By keeping the significance of the present research work in view in this research paper one of the well appropriate techniques such as fault tree analysis (FTA) was utilized to assess the reliability of the LHD system based on the function flow diagram. Best fit distribution of data sets were made by the utilization of Kolmogorov–Smirnov (K-S) test. Parametric estimation of theoretical probability distributions was done by utilizing the maximum likelihood estimation (MLE). Failure rate of each LHD system has computed based on the best fit results from “Isograph Reliability Workbench 13.0”. Reliability configuration of each LHD system has modeled using reliability block diagram (RBD), as well as the FTA.

Independent and identical distribution (IID) assumption of data sets was validated through statistic U-test (Chi Squared test). On the basis of test results, the data sets are in accordance with IID assumption. Therefore renewal process approach has been utilized for further investigation. Allocations of best fit distribution of data sets were made by the utilization ofK-S test. Parametric estimation of theoretical probability distributions was made by utilizing maximum likelihood estimation (MLE) method. Reliability of each individual subsystem has been computed according to the best fit distribution. The deductive method called RBD was utilized to investigate the given system reliability by analyzing with graphical representations of logic system and observed highest percentage of reliability as 69.44% (LH29). FTA has been utilized to investigate the availability percentage of a system and observed highest percentage value as 79.51% (LH29). This technique also helps to identify the most critical parts/cut sets by using Fussell-Vesely (F-V) importance measure.
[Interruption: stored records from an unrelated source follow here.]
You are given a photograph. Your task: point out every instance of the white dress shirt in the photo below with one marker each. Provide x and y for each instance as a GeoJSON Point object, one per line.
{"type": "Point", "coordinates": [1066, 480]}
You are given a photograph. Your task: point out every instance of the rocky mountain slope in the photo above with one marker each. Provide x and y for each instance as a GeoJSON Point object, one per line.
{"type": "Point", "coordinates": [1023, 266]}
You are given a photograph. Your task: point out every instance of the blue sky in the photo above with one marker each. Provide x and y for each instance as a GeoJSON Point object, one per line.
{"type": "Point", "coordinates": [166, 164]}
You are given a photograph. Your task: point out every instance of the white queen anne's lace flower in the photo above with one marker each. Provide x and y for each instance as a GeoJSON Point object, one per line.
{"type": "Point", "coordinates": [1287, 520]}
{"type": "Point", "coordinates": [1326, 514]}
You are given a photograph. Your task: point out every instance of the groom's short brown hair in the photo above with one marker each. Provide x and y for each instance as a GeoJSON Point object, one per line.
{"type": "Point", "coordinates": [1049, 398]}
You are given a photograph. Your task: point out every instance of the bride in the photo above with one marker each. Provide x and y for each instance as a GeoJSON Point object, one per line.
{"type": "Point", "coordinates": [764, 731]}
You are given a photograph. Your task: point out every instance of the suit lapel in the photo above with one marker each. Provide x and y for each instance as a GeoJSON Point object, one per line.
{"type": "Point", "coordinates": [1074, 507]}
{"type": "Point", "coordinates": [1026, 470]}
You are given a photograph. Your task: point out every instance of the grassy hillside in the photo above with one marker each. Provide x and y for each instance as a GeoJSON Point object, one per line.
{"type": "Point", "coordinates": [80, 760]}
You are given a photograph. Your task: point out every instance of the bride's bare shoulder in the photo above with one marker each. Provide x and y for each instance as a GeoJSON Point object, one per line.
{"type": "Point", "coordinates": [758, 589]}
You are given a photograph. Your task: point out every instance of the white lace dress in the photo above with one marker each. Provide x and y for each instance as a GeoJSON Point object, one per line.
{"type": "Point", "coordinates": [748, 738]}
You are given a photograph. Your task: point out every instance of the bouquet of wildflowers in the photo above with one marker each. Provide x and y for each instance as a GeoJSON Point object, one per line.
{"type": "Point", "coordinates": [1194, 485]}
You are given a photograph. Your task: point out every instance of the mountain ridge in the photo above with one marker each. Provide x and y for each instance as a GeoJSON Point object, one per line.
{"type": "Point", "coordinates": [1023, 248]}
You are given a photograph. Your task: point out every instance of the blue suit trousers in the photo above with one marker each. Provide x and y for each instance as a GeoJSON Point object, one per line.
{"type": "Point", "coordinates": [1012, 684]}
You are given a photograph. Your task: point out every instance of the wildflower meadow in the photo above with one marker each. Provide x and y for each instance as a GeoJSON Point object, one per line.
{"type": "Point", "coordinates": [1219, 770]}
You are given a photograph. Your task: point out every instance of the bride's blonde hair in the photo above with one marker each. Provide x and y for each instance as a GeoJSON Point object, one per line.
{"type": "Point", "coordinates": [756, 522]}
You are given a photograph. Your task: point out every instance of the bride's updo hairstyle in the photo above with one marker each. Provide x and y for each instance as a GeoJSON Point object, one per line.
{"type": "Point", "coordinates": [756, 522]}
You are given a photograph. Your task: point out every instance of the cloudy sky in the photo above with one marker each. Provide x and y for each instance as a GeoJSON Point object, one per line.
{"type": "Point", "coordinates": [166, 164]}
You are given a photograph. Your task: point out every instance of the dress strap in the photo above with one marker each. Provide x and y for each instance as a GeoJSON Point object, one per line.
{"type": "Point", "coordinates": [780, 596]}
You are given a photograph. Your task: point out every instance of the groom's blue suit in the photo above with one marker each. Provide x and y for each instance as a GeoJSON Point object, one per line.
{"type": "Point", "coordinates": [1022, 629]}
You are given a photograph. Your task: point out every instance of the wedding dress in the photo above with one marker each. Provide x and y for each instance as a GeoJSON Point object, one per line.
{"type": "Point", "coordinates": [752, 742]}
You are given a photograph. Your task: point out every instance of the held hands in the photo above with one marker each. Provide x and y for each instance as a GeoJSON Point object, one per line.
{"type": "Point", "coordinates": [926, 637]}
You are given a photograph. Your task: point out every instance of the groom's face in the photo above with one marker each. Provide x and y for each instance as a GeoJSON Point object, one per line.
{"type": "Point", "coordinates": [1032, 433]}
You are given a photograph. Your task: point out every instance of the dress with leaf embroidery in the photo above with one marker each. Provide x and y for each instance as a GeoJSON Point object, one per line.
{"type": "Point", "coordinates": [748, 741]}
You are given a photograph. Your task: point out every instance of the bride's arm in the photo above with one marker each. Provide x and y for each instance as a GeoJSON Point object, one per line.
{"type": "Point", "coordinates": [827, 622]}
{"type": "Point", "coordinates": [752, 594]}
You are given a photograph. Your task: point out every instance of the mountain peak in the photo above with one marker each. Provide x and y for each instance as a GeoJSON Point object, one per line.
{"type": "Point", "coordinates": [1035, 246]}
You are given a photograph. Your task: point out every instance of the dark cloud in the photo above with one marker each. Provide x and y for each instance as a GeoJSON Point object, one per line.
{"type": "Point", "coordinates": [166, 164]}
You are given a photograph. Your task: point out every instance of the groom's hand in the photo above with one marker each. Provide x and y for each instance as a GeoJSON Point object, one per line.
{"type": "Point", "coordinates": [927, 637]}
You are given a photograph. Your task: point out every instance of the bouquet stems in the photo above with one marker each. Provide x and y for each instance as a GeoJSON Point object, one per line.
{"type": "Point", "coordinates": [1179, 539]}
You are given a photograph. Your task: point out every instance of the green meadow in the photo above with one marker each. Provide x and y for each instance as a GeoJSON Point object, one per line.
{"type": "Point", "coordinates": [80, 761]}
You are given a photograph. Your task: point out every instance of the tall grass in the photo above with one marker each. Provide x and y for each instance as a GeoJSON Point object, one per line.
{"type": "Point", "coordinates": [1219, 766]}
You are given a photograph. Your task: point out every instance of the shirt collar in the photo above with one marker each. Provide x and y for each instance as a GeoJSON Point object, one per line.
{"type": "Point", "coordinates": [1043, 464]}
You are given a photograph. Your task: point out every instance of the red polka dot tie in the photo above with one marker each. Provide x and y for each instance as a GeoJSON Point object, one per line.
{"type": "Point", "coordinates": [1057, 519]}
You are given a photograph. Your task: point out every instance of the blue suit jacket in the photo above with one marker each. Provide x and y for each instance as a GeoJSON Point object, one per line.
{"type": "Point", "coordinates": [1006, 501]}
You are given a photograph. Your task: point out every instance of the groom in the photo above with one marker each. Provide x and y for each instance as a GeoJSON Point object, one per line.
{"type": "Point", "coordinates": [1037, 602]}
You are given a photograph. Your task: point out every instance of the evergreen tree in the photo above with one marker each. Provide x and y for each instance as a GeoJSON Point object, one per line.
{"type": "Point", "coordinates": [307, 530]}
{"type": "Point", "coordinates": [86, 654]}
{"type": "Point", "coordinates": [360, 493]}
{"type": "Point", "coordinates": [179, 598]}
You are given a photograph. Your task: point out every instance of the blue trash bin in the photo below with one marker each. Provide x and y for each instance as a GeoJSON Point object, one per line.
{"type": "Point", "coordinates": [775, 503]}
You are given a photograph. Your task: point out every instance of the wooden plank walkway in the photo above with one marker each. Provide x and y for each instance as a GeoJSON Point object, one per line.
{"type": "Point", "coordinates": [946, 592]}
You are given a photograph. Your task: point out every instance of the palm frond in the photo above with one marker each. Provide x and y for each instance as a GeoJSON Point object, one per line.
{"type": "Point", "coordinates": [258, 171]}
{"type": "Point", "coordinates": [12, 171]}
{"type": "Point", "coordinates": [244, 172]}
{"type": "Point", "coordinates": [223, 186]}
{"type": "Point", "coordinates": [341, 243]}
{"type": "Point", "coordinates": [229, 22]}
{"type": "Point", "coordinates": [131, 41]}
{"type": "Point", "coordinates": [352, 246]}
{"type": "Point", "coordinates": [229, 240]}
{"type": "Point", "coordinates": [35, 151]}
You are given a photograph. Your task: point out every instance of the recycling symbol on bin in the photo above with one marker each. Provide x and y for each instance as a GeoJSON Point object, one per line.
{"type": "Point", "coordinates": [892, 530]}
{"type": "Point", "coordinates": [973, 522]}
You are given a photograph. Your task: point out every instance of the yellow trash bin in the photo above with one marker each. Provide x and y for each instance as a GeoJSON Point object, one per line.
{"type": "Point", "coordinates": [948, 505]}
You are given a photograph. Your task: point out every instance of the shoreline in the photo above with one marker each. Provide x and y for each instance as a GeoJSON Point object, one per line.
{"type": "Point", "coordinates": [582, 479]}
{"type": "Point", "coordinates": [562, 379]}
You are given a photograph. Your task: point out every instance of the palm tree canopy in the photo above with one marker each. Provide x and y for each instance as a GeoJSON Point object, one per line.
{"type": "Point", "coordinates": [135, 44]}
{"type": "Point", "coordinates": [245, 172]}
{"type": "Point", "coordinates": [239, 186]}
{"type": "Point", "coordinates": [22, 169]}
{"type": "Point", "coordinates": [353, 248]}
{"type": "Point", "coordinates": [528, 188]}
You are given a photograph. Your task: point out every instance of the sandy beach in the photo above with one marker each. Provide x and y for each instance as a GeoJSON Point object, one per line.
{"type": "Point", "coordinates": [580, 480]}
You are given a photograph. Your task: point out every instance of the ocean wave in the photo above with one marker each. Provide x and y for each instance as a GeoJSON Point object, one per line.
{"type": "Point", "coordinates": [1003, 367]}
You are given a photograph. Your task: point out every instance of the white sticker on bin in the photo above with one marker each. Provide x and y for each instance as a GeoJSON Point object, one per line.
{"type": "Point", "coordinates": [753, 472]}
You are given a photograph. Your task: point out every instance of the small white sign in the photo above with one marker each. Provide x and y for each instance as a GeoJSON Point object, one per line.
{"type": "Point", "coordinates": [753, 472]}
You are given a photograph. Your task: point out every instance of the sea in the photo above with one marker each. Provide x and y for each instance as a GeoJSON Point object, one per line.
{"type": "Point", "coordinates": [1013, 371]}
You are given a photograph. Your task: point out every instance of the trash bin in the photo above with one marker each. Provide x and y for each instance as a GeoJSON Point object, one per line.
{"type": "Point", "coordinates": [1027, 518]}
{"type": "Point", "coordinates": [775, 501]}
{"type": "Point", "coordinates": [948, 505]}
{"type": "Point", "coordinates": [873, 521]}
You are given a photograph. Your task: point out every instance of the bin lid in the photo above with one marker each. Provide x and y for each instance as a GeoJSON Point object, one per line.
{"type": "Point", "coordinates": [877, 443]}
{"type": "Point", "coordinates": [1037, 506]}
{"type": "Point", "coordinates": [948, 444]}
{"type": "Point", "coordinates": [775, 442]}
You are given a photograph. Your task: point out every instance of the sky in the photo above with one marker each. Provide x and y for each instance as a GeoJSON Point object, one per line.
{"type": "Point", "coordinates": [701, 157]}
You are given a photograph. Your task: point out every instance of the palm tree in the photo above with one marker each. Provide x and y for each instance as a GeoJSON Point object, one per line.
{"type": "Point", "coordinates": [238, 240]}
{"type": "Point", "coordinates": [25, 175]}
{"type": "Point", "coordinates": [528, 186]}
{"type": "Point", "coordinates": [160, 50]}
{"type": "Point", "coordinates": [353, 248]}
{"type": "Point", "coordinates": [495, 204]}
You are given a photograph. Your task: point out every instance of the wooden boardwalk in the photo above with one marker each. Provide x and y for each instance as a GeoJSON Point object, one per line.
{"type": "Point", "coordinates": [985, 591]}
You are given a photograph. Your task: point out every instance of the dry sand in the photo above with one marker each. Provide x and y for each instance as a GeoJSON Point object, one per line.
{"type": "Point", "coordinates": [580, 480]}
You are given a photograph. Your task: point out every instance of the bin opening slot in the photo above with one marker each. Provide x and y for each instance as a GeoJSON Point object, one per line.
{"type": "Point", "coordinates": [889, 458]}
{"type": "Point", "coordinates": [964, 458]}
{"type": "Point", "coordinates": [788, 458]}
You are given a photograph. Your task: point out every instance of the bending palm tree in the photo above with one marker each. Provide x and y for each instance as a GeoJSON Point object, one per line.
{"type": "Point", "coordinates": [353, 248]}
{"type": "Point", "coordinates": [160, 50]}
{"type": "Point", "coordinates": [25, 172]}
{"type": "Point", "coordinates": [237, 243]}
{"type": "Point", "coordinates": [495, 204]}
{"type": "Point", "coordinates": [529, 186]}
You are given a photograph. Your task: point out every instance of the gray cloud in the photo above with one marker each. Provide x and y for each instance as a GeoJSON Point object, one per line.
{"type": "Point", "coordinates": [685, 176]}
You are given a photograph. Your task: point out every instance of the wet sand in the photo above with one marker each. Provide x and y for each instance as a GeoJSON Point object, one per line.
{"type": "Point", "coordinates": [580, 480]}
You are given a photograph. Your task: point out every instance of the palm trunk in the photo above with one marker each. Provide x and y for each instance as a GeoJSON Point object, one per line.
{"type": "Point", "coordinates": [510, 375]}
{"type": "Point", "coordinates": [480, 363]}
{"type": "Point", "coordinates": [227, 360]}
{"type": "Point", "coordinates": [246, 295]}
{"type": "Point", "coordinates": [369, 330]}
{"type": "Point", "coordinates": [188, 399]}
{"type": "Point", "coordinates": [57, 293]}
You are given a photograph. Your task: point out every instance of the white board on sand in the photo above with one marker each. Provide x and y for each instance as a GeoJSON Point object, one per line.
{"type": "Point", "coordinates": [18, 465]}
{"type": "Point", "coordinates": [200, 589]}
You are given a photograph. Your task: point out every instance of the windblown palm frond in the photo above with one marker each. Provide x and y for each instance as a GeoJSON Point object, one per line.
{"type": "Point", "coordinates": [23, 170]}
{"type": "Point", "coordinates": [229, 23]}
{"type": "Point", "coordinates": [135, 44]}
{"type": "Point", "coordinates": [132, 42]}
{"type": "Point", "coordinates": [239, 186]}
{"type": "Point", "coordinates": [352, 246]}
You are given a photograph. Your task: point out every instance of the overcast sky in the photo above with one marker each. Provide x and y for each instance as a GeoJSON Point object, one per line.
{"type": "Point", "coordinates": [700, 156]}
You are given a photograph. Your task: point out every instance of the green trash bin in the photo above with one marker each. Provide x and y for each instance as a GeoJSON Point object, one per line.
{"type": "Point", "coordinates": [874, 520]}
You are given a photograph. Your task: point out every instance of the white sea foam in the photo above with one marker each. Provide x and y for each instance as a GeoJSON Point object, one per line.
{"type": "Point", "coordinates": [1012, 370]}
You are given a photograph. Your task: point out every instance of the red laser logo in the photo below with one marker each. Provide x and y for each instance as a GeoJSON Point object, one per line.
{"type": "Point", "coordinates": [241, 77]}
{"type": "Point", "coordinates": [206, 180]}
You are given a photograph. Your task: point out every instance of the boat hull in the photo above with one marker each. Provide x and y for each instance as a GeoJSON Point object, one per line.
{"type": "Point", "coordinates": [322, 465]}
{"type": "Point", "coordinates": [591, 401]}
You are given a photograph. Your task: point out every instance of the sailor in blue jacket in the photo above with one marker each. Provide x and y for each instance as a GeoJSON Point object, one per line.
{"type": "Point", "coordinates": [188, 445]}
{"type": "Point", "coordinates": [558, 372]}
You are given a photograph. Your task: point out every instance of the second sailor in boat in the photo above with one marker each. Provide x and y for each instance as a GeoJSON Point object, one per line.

As the reliability analysis is one of the complex techniques, it requires strategic decision-making knowledge for the selection of methodology to be used. As the present case study was from a public sector company, operating under financial constraints the conclusions/findings may not be universally applicable.

The present study throws light on this equipment that need a tailored maintenance schedules, partly due to the peculiar mining conditions, under which they operate. This analysis provides the information on several aspects such as present working condition of the machines, occurrence of various potential failure modes, influence of failure modes on its performance and reliable life aspects etc. Also, these investigations asses the forecasting of necessary managerial practices or control measures like possible design modifications and replacement actions of components to ensure the required levels of availability and utilization of the equipment. Both qualitative and quantitative analysis of FTA has been performed to determine the minimal/most influencing cut sets of the system and to estimate overall system availability within the work environment. Based on the computed results reasons for performance drop of each machine was identified and suitable recommendations were suggested to improve the performance of capital intensive systems.